Over 300 salmon were radio-tagged earlier this summer as part of the Sockeye Salmon Migration Study in the Copper River. Our goal is to understand how changes in size, condition, and health of sockeye salmon are affecting their ability to migrate and successfully reproduce in the Copper River. There has been a long-term decline in size of adult sockeye salmon in the river, and in recent years we have also noted a drop in energetic condition of the fish. Through a combination of fixed antennas situated along river banks, aerial surveys, and tracking by foot close to the spawning grounds, we hope to describe their migratory patterns throughout the watershed.

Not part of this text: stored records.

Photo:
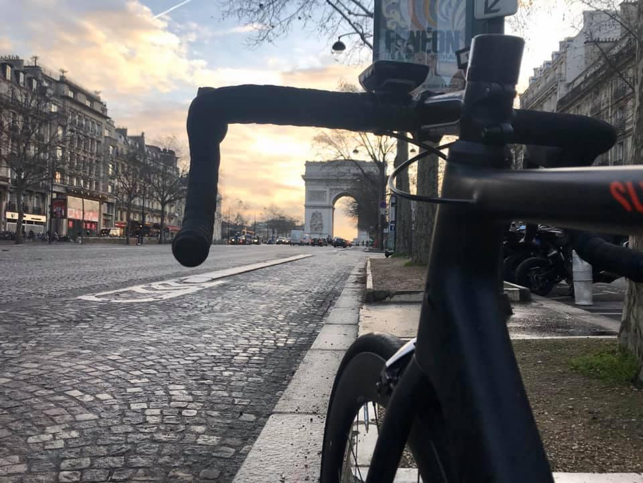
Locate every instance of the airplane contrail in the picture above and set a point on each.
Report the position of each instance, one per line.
(172, 8)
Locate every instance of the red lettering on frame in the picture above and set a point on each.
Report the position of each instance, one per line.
(617, 189)
(634, 197)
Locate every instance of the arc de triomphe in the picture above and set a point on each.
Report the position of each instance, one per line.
(326, 182)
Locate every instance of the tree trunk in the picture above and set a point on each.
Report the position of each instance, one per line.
(21, 215)
(128, 223)
(631, 333)
(403, 231)
(427, 185)
(162, 235)
(381, 219)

Thanks to the Copper River Marketing Association for supporting our project this year, and all the help from Native Village of Eyak at Baird Canyon and ADF&G for radio tracking support. Project led by Prince William Sound Science Center and UAF College of Fisheries & Ocean Sciences.

Salmon are captured by a research fishwheel in the lower Copper River. Measurements are taken, and then they are are radio tagged and released.

The tagged fish are making their way up to the spawning grounds, moving at about 8 km per day (~5 miles per day). It takes some over 1 1/2 months to make the journey. Each red dot here is the position of each of our tagged sockeye salmon in mid-June (determined from aerial survey).

Copper River sockeye after they arrive at the spawning grounds. Male is above, female is below.